Ese era el panorama de la visión sur desde las ventanas de la azotea cubierta. Si salíamos a una pequeña azotea que la casa tenía detrás, había una baranda a la derecha que protegía del patinillo que bajaba hasta el patio del puesto de pan que existía en la planta baja. En ese lugar el patinillo estaba cubierto por una cristalera. Desde ahí veíamos el Hospital de Agudos, los tejados de la casa de mi madrina, muchos de la ciudad y sobre todo la sierra. Siempre mi madre quería ver las Ermitas iluminadas de noche. Y la torre que parecía caerse sobre nosotros.

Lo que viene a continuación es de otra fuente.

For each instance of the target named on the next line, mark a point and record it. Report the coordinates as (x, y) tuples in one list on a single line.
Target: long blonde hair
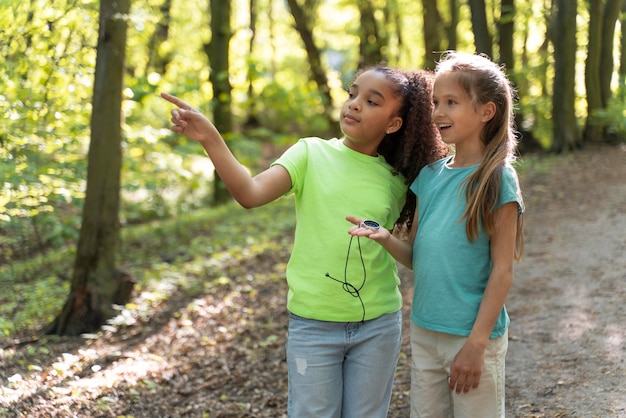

Allí nos ordenaron subir para esperar el nacimiento de mi hermana. Por mi edad, cinco años nunca había madrugado tanto, te acostaban al anochecer y cuando te ponían el tazón de leche con café, migado de pan, ya era de día. Mi padre me explicó que si miraba hacia la espadaña donde estaban siempre una pareja de cigüeñas, a la que aún iluminaba una tenue luna, y continuaba mirando hasta la porción de campiña vería lo que fue para mí uno de los acontecimientos más importantes de mi vida, amanecer, salir el sol. Me agarré a unas barras protectoras de hierro que tenían las ventanas, dejé caer la barbilla en el alfeizar de la misma y esperé. No hubo que esperar mucho, poco a poco fue iluminándose el horizonte, aclarando la silueta de la Mezquita y, con una majestuosidad impresionante iba saliendo el Sol, lentamente hasta adquirir su tamaño normal. Mi padre me recomendaba que al Sol nunca se debía mirar directamente, porque te podía “quemar la vista”, pero por unos segundos no pasaba nada. De todas formas el anaranjado disco no molestaba apenas mirarlo (luego comprendí que el grueso de filtro de la atmosfera, por el ángulo de sus rayos, al amanecer y atardecer permitía ciertas licencias ópticas).
Había visto por primera vez en mi vida un amanecer, y era maravilloso, con la lentitud que va asomando por el horizonte y mí horizonte era una construcción milenaria. Las cigüeñas aleteaban y alguna levantó el vuelo. El sol en su plenitud ya estaba entero. Nos avisaron que podíamos bajar pues la nueva inquilina había llegado a su casa y afortunadamente bien.
Luego vendrían muchos amaneceres, y espero que queden algunos más aún antes del ocaso definitivo, pero ese fue y será el más importante de mi vida. Eclipsó hasta la llegada de mi hermana, que aún no tenía capacidad de asumir, ella nos esperaba abajo. Al pasar por el piso inferior mi tía Rafaela estaba haciendo el desayuno en su cocinilla que daba a la escalera. Le dije con ilusión lo que había visto, le pareció bien pero comprendí que le daba igual. Entramos a la vivienda y aún continuaba el barullo del parto con la recogida de todo. Me enseñaron a Mari Loli, el nuevo pequeño personaje que habitaría en la casa desde ese día. El 27 de agosto había tenido dos acontecimientos importantes, su nacimiento y otro espectáculo igual de importancia para mí y que había sido, ver salir el sol esa mañana por la espadaña de la Mezquita.